Mentiría si digo que hace cuatro meses que no follo, me hace gracia hasta decirlo, ¡claro que mentiría! Pero sin embargo no miento si digo que hace cuatro meses que no me apetece follar. Lo hago de buena gana, sin duda; me corro y disfruto; pero me quedo tan vacía como diez minutos antes, tan triste como diez minutos antes y sobre todo, tan fría como dos minutos atrás.
Es la frialdad lo que marca estos días calurosos. Me acuesto sobre la una tras un largo día en el que no he hecho absolutamente nada, leo con gusto a la señorita Penrose y cuando mis ojos ya no pueden más, a eso de las tres, apago la luz, me giro y a dormir.
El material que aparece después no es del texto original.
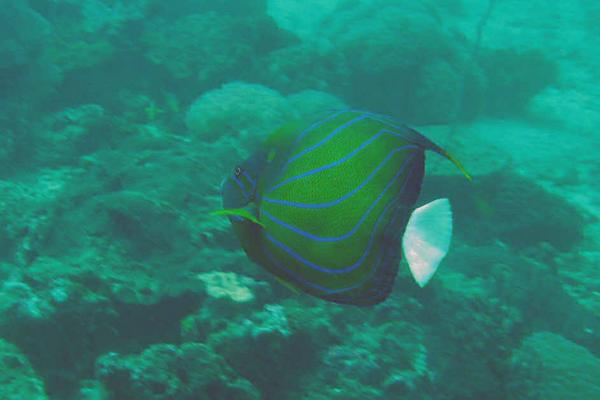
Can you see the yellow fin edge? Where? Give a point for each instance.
(457, 164)
(239, 212)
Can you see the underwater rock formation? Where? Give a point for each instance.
(18, 380)
(161, 372)
(548, 366)
(237, 109)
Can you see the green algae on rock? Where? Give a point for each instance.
(550, 367)
(163, 371)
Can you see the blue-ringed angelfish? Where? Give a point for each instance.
(324, 206)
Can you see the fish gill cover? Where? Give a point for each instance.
(120, 119)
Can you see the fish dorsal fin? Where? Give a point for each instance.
(427, 239)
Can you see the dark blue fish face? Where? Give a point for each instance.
(240, 188)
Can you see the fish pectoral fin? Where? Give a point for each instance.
(244, 213)
(288, 285)
(427, 239)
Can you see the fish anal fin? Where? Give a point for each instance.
(427, 238)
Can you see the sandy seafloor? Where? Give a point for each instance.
(119, 119)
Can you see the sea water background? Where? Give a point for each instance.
(119, 119)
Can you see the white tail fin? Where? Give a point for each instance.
(427, 239)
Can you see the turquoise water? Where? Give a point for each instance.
(120, 119)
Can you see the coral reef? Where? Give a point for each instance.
(119, 120)
(18, 380)
(547, 366)
(237, 109)
(161, 372)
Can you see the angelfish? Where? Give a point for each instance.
(324, 206)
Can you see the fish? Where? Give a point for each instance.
(328, 206)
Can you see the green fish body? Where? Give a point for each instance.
(324, 207)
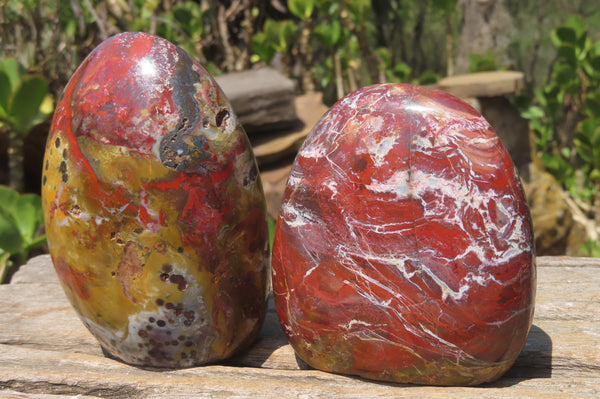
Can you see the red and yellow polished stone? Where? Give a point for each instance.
(403, 250)
(153, 206)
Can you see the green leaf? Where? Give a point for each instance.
(8, 197)
(568, 53)
(5, 92)
(533, 112)
(329, 34)
(563, 73)
(592, 106)
(10, 236)
(26, 102)
(272, 228)
(303, 9)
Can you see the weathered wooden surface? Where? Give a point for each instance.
(45, 351)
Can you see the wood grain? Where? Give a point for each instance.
(46, 352)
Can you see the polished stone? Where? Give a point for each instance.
(404, 247)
Bueno, al menos esas son mis intenciones. Si tengo suerte caigo rendida hasta la una del mediodía, si no, daré vueltas y más vueltas hasta que por fin hago el esfuerzo de levantarme a por el mando del aire y lo pondré. Esperaré un rato y tras apagarlo, dormiré.
Me duerma a la hora que me duerma mi madre siempre me despierta cuando le viene en gana, a las 10.30 si se aburre, a las 12.30 si solo quiere joder; entonces transcurre más o menos una media hora en la que se empeña en que me levante y yo me empeño en que me deje en paz. Siempre gana. Después de llamarme tres veces, a la una me levanto y me voy chocando contra la pared hasta el baño. Me bajo las bragas, me siento y mientras meo me miro los pies.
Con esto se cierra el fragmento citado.